With Photon Query Engine Enabled, These VMs with Intel® Xeon® Scalable Processors Outperformed n2d-highmem-8 VMs with AMD EPYC™ Processors
The sooner data analytics queries complete, the faster you can get relevant data to make business-critical decisions. Combining data warehouse and data lake features, the Lakehouse Platform from Databricks enables organizations to store and analyze structured and unstructured data. Photon, a feature of the Lakehouse Platform, is a vectorized query engine that can help speed SQL query performance. According to a summary from Databricks, other Photon benefits include:
- “Supports SQL and equivalent DataFrame operations against Delta and Parquet tables.
- Expected to accelerate queries that process a significant amount of data (100GB+) and include aggregations and joins.

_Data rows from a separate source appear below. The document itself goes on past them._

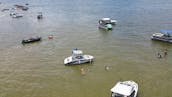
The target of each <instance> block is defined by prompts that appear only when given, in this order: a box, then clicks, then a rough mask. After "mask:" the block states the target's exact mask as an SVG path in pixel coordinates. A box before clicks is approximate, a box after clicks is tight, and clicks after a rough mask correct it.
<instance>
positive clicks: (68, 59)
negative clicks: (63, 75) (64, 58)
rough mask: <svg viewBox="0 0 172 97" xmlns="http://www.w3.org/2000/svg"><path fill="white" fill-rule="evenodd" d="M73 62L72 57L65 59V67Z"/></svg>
mask: <svg viewBox="0 0 172 97" xmlns="http://www.w3.org/2000/svg"><path fill="white" fill-rule="evenodd" d="M71 62H72V57H68V58H65V59H64V64H65V65H67V64H70V63H71Z"/></svg>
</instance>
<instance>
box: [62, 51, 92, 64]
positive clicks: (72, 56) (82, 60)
mask: <svg viewBox="0 0 172 97" xmlns="http://www.w3.org/2000/svg"><path fill="white" fill-rule="evenodd" d="M93 59H94V57H93V56H91V55H84V54H83V52H82V51H81V50H78V49H74V50H73V51H72V56H70V57H67V58H65V60H64V64H65V65H72V64H83V63H91V62H92V61H93Z"/></svg>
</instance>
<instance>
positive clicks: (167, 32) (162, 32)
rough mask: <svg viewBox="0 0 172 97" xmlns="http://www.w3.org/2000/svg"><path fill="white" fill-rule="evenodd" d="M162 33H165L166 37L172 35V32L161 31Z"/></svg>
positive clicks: (170, 30)
mask: <svg viewBox="0 0 172 97" xmlns="http://www.w3.org/2000/svg"><path fill="white" fill-rule="evenodd" d="M160 32H161V33H163V34H164V35H167V36H171V35H172V30H160Z"/></svg>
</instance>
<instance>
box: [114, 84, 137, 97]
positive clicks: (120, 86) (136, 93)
mask: <svg viewBox="0 0 172 97" xmlns="http://www.w3.org/2000/svg"><path fill="white" fill-rule="evenodd" d="M111 92H112V93H111V97H136V96H137V92H138V84H137V83H136V82H134V81H124V82H118V83H117V84H116V85H115V86H114V87H113V88H112V89H111Z"/></svg>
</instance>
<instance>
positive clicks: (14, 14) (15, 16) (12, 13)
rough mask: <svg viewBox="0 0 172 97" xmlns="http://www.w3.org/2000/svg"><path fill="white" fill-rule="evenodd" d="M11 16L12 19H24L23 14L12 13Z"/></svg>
mask: <svg viewBox="0 0 172 97" xmlns="http://www.w3.org/2000/svg"><path fill="white" fill-rule="evenodd" d="M10 16H11V17H12V18H21V17H23V14H19V13H10Z"/></svg>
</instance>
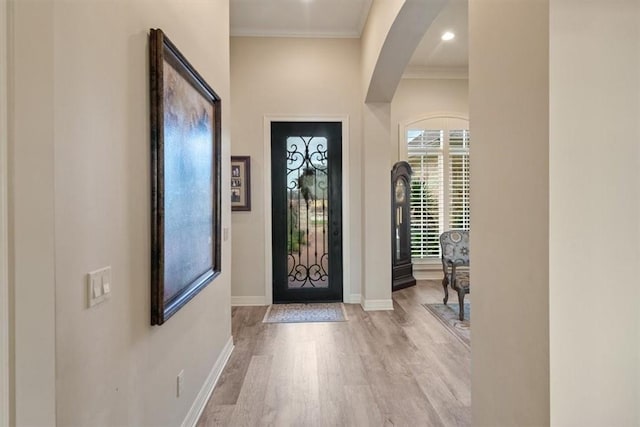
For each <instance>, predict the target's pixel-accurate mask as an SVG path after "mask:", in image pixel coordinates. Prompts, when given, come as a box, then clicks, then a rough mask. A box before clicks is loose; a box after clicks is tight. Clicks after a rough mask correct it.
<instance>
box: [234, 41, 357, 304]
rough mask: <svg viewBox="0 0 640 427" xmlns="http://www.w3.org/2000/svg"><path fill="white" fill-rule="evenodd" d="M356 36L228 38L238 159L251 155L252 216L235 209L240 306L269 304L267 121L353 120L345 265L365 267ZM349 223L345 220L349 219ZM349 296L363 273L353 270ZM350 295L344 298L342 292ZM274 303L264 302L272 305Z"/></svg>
mask: <svg viewBox="0 0 640 427" xmlns="http://www.w3.org/2000/svg"><path fill="white" fill-rule="evenodd" d="M359 49H360V43H359V40H357V39H301V38H250V37H232V38H231V75H232V80H231V85H232V93H233V112H234V113H233V118H232V124H231V126H232V134H233V154H234V155H249V156H251V179H252V186H251V196H252V200H251V212H234V213H233V215H232V219H233V289H232V293H233V296H234V300H235V301H238V302H240V303H265V301H264V297H265V211H264V206H265V197H269V198H270V197H271V195H270V194H266V195H265V190H264V180H265V170H266V169H265V168H266V167H267V166H268V164H269V163H270V161H271V160H270V159H265V158H264V148H265V147H264V144H265V141H264V126H263V124H264V117H265V116H286V117H292V116H306V117H323V116H333V117H335V116H348V118H349V125H350V126H349V164H348V165H344V166H343V167H344V170H345V173H347V174H348V179H349V182H350V183H351V185H350V195H351V200H350V202H351V203H350V208H351V214H350V218H349V219H348V221H350V225H351V227H350V235H349V236H344V239H345V242H348V249H347V251H346V252H345V259H344V260H345V262H348V263H350V265H352V266H360V265H361V256H362V255H361V252H362V251H361V247H360V236H361V229H360V225H359V224H360V220H359V218H360V217H361V209H360V203H361V202H360V197H361V194H360V190H359V189H360V182H361V160H360V151H361V144H362V133H361V120H362V119H361V106H360V104H361V99H362V95H361V92H360V74H359V72H360V59H359V52H360V50H359ZM344 221H347V219H346V218H345V219H344ZM350 274H351V281H350V286H351V293H352V294H355V295H357V294H359V293H360V282H361V277H360V270H359V269H358V268H355V267H354V268H351V273H350ZM345 297H347V296H346V295H345ZM270 302H271V301H266V303H270Z"/></svg>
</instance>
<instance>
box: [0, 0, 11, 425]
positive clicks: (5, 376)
mask: <svg viewBox="0 0 640 427" xmlns="http://www.w3.org/2000/svg"><path fill="white" fill-rule="evenodd" d="M8 27H9V26H8V3H7V1H6V0H0V29H2V30H0V427H9V414H10V412H11V410H10V397H9V394H10V393H9V375H10V368H9V355H10V350H9V270H8V269H9V237H8V226H7V221H8V217H7V215H8V197H7V194H8V181H7V179H8V175H7V166H8V160H7V149H8V147H7V146H8V138H9V133H8V132H7V125H8V99H7V98H8V95H7V88H8V86H7V73H8V71H9V64H8V61H9V56H8V36H9V34H8Z"/></svg>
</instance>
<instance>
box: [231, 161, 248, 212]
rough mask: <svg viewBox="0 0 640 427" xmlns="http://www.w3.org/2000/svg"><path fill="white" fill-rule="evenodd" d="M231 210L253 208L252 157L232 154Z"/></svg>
mask: <svg viewBox="0 0 640 427" xmlns="http://www.w3.org/2000/svg"><path fill="white" fill-rule="evenodd" d="M231 210H232V211H250V210H251V158H250V157H249V156H231Z"/></svg>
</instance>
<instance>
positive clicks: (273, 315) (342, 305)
mask: <svg viewBox="0 0 640 427" xmlns="http://www.w3.org/2000/svg"><path fill="white" fill-rule="evenodd" d="M346 320H347V313H346V311H345V309H344V304H342V303H313V304H272V305H271V306H269V308H268V309H267V312H266V313H265V315H264V319H263V320H262V323H303V322H344V321H346Z"/></svg>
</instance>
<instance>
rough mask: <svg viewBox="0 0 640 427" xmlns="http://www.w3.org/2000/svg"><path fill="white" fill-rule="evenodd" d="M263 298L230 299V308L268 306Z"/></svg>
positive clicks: (267, 303) (262, 297) (258, 297)
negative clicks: (232, 307) (246, 306)
mask: <svg viewBox="0 0 640 427" xmlns="http://www.w3.org/2000/svg"><path fill="white" fill-rule="evenodd" d="M265 299H266V298H265V297H264V296H239V297H231V307H241V306H262V305H269V304H268V303H267V302H266V301H265Z"/></svg>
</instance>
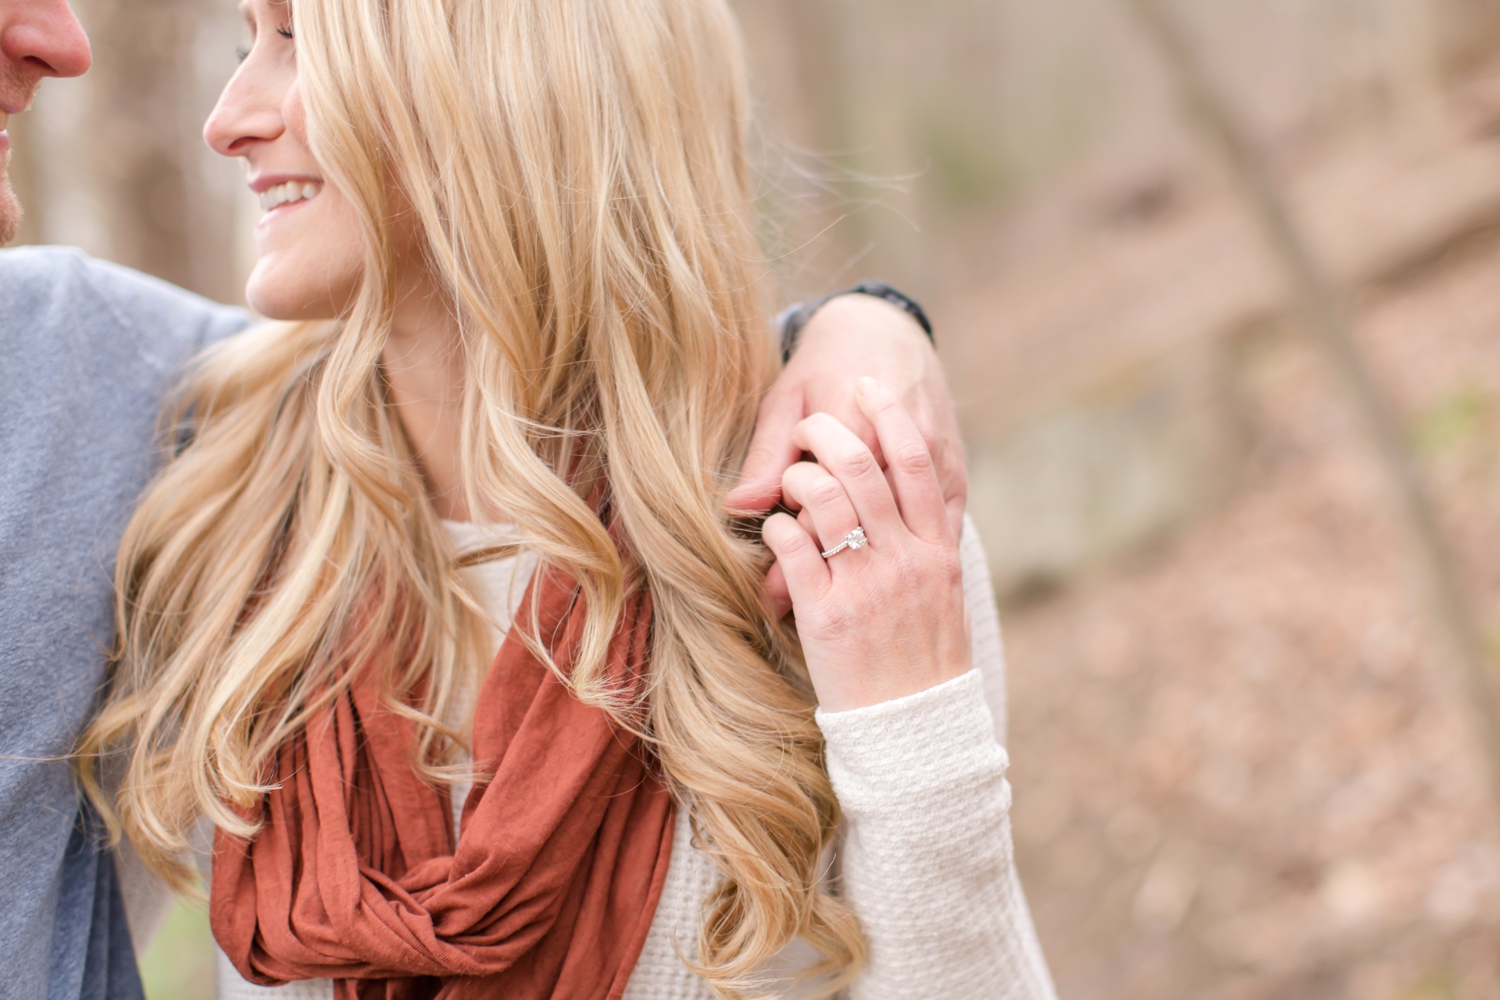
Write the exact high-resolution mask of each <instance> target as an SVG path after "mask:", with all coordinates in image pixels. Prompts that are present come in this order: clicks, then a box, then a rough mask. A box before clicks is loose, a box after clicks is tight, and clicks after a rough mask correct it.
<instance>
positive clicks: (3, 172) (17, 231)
mask: <svg viewBox="0 0 1500 1000" xmlns="http://www.w3.org/2000/svg"><path fill="white" fill-rule="evenodd" d="M40 82H42V81H40V79H37V78H34V76H23V75H20V73H18V72H17V70H15V67H12V66H10V61H9V60H6V58H0V99H5V102H6V103H9V105H12V106H21V108H27V106H30V105H31V99H33V97H36V88H37V85H39V84H40ZM10 117H12V118H15V115H10ZM12 156H15V144H13V139H12V147H10V151H9V153H5V154H0V246H7V244H9V243H10V241H12V240H15V237H17V234H20V232H21V201H20V199H18V198H17V196H15V189H13V187H12V186H10V157H12Z"/></svg>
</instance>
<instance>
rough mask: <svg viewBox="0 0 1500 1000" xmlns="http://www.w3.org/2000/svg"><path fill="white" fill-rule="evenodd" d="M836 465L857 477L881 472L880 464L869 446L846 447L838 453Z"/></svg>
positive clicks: (849, 474)
mask: <svg viewBox="0 0 1500 1000" xmlns="http://www.w3.org/2000/svg"><path fill="white" fill-rule="evenodd" d="M835 465H837V468H838V471H840V472H843V474H844V475H850V477H855V478H859V477H865V475H870V474H871V472H879V471H880V466H879V463H876V460H874V454H871V453H870V450H868V448H844V450H843V451H840V453H838V459H837V460H835Z"/></svg>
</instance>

- Faster performance when data is accessed repeatedly from the Delta cache.
- More robust scan performance on tables with many columns and many small files.
- Faster Delta and Parquet writing using UPDATE, DELETE, MERGE INTO, INSERT, and CREATE TABLE AS SELECT, especially for wide tables (hundreds to thousands of columns).
- Replaces sort-merge joins with hash-joins.”1
We tested two types of Google Cloud Platform (GCP) VMs: n2-highmem-8 with 2nd Gen Intel Xeon processors and Photon enabled, and n2d-highmem-8 with 2nd Gen AMD EPYC processors. Photon was not available for the N2D VMs. To measure data warehousing performance, we ran a decision support benchmark that recorded the time to complete a set number of queries. Results indicated that the N2 VMs with Photon reduced time to complete 1TB and 10TB datasets, which also means that the N2 VMs delivered a better value.
Less Time to Complete Queries, Faster Time to Insight
We ran the decision support benchmark on eight-vCPU n2-highmem-8 VMs with Photon with a 1TB dataset and a 10TB dataset, and we did the same for the eight-vCPU n2d-highmem-8 VMs. As Figure 1 shows, the N2 VM cluster with Intel® Xeon® Scalable processors and Photon completed queries 3.1 times as fast as the N2D cluster on the 1TB dataset; on the 10TB dataset, it completed queries 3.3 times as fast as the N2D cluster.
Less VM Uptime Necessary, More Cost Savings
Your business can benefit from performance improvements to decision support workloads, but value is another important consideration. Using the VM price per hour at the time of testing and the amount of time to complete each dataset, we calculated the price per TB run for each cluster across both datasets. Figure 2 shows that running Databricks workloads on N2 VMs delivered a better value than N2D VMs at both dataset sizes. For the 1TB dataset, the n2d-highmem-8 VMs with AMD EPYC processors cost 70% more than the n2-highmem-8 VMs with Intel® Xeon® Scalable processors. Similarly, the n2d-highmem-8 VMs cost 80% more than the n2-highmem-8 VMs to complete a 10TB dataset.
Backed by 2nd Gen Intel Xeon processors, GCP n2-highmem-8 VMs with the Photon query engine completed decision support workloads up to 3.3 times as fast as n2d-highmem-8 VMs. Not only did they improve performance, but they also delivered a better value, as n2d-highmem-8 VMs cost up to 80% more to complete dataset queries. To equip your business with cost savings and the speedy insights you need to make informed decisions, choose n2-highmem-8 VMs featuring 2nd Gen Intel® Xeon® Scalable processors and Photon.
To begin running your Databricks clusters with Photon enabled on GCP N2 VMs with 2nd Gen Intel® Xeon® Scalable processors, visit https://cloud.google.com/compute/docs/general-purpose-machines.
Tests by Intel in March 2021 for Intel VM testing, and March 2022 for AMD VM testing; both on GCP us-central1 (Iowa). All configurations: 21 instances (20 workers + 1 master), 8 vCPUs, 128GB
RAM, 25 Gbps, 500GB remote SSD+0.75TB local SSD, 240-1200/240-1200 (R/W remote SSD) 9360/4680 (R/W local SSD) Ubuntu 20.04.3 LTS kernel 5.4.170+, Databricks 10.3. Spark config:
spark.databricks.passthrough.enabled true, spark.databricks. adaptive.autoOptimizeShuffle.enabled true, spark.databricks.io.cache.maxMetaDataCache 10g, spark.databricks.io.cache.maxDiskUsage 100g, spark.databricks.delta.preview.enabled true. N2-highmem-8: Intel Cascade Lake CPU. N2d-highmem-8: AMD Rome CPU. Total cluster cost per run as of Mar 2022: w/Photon 1TB
Intel: $6.44; w/Photon 10TB Intel: $33.11; w/o Photon 1TB AMD: $11.17; w/o Photon 10TB AMD: $61.53.